Another is that in a setup with multiple domains, e.g. an AD forest, it is not clear where the email address is coming from. What makes it worse is that the domain part of the email address can match a domain in a forest but the user with that email address might come from a completely different domain. That is why SSSD first assumes that the input is a fully-qualified name and then falls back to assuming an email address. And here the backend has to search in each domain for the email address. When lookup up the entry in the on-disk cache this can be done in a single search.
I'll have a closer look at the logs tomorrow to see if there is something which can be tuned for your setup.
bye, Sumit
=G=?
From: Galen Johnson Sent: Thursday, September 21, 2017 5:36 PM To: Sumit Bose Cc: Philip Holman Subject: sssd email login performance
Hi Sumit,
I'm finally getting a chance to follow up on the email thread (of the same title) from the sssd list. We've seen some delays (multi-second) for auth requests when users use their email address versus their id. I've attached a tar file with several log files. Phil may need to explain the summary file if you have any questions about it. We are running Centos 7.4 now but I'm fairly certain that it's the same binaries as RHEL 7.4. These logs were taken while on 7.3. I noticed that sssd bumped to 1.15 with 7.4.
Some outstanding questions we have are:
- The cache appears to not be used for the email attribute. Why is this not used?
- We're also curious why the ldap requests add 2 seconds when performing the same query from the command-line returns almost immediately.
- Is it possible to have SSSD ignore the domain and just immediately look up the address? We see "is_email_from_domain" in the domain log (reflected in the nss log). We checked the man pages and nothing really jumped out as a config option.

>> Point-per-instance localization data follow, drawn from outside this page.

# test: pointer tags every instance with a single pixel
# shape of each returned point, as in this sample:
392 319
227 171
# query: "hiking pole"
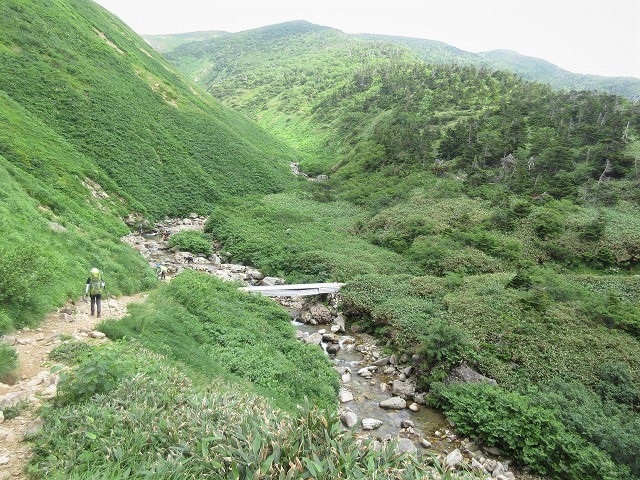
108 304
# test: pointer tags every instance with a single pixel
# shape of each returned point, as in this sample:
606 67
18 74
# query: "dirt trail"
35 382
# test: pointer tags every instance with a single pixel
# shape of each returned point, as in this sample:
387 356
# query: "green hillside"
535 69
432 51
474 215
166 43
95 125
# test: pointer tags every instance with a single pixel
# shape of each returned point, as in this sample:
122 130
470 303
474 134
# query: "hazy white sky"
584 36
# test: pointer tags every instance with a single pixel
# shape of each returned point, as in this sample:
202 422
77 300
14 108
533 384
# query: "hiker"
95 287
161 271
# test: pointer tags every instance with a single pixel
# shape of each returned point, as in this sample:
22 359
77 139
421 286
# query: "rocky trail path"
35 382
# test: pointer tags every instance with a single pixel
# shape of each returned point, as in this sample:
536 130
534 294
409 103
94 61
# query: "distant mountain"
432 51
95 126
535 69
165 43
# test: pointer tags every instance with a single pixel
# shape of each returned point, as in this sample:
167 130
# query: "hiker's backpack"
95 283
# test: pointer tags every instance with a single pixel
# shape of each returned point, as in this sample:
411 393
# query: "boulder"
499 469
330 338
314 339
403 389
394 403
271 281
382 362
333 348
465 374
406 446
453 459
345 396
371 423
349 419
316 312
424 443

It should be noted that we also moved the sssd db cache to tmpfs (per a blog from Jakub).
?
Thanks for any insight
=G=?
Phil's analysis follows:
To wrap up, I took one more look at one of the very slow email logins to pull out a trace of what it was doing. The attached files are the log snippets with line breaks marking off the incoming requests to make it more clear what each module was servicing when. The summary.txt shows the summarized entry for the connection and also gives an abridged combined view of the logs marking where the 7 seconds appear to have gone. So this seemed enough info to share if we have the opportunity for a consult with someone.
The short version is that 1 second roughly went to the bind that tests the user, but the other 6 appear to have likely been the result of interacting with local caches rather than the DCs. So that makes the cache files and related configuration look suspicious. It also makes more sense that our earlier checks (against logs or live tests) of the Exnet interactions have failed to show any latency issues on those step.

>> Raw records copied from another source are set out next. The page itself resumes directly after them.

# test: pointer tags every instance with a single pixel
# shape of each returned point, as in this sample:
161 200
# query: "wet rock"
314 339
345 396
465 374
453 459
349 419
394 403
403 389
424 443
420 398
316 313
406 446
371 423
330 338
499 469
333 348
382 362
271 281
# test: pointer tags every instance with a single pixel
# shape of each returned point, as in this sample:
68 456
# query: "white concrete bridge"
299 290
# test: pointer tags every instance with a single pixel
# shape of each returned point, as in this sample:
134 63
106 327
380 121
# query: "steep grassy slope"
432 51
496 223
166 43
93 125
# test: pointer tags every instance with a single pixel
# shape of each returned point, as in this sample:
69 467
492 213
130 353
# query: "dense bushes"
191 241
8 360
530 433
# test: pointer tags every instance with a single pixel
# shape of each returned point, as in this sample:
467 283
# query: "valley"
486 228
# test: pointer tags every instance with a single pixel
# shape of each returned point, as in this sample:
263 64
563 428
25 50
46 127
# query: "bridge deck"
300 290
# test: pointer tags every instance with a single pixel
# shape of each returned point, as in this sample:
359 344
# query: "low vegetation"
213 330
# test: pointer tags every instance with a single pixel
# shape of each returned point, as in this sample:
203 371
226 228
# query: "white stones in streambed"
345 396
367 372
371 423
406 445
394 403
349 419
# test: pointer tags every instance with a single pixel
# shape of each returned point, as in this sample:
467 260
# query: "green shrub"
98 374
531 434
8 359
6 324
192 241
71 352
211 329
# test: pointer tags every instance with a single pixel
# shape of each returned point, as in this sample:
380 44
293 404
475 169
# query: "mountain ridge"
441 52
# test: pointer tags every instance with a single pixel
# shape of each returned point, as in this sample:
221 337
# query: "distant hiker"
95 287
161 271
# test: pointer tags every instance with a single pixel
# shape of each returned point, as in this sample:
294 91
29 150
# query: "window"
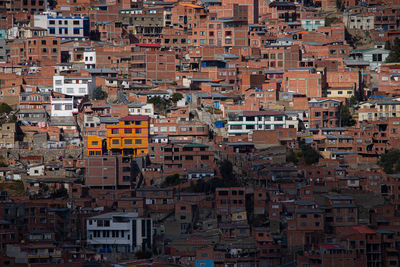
128 141
115 142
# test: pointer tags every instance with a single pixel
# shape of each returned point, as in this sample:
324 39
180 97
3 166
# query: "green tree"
346 119
390 161
5 108
394 55
99 94
176 97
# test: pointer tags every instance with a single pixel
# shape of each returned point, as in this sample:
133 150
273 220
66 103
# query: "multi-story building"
63 26
119 232
230 200
130 136
324 113
185 157
307 81
247 121
78 86
379 109
109 172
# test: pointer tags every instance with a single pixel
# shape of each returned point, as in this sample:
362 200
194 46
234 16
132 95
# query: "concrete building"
375 56
119 232
248 121
359 21
63 26
77 86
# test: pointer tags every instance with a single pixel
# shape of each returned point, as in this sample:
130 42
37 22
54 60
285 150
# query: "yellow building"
94 145
130 136
346 92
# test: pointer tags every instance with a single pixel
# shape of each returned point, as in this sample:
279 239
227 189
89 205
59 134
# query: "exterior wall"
361 22
129 135
304 81
249 121
73 86
119 236
312 23
63 107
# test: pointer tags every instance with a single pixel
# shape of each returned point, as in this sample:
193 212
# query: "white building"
141 109
119 232
247 121
63 26
63 107
359 21
73 86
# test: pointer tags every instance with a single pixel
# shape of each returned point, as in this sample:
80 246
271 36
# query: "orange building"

Possibly the fiddling we've already done with the cache files and cache config resolved this, but it is probably still worth passing this along to someone knowledgeable who might be able to explain what about the setup likely made everything go sideways. Otherwise, we might be facing some kind of build-up pattern where it will always look rosy after a restart and gradually degrade over time as state builds up.
It might also be a good idea to bounce and clear out sssd/pam state on the weekly restarts just to protect against any possible build-up (unless we want to intentionally avoid that for now to see if it does degrade over time).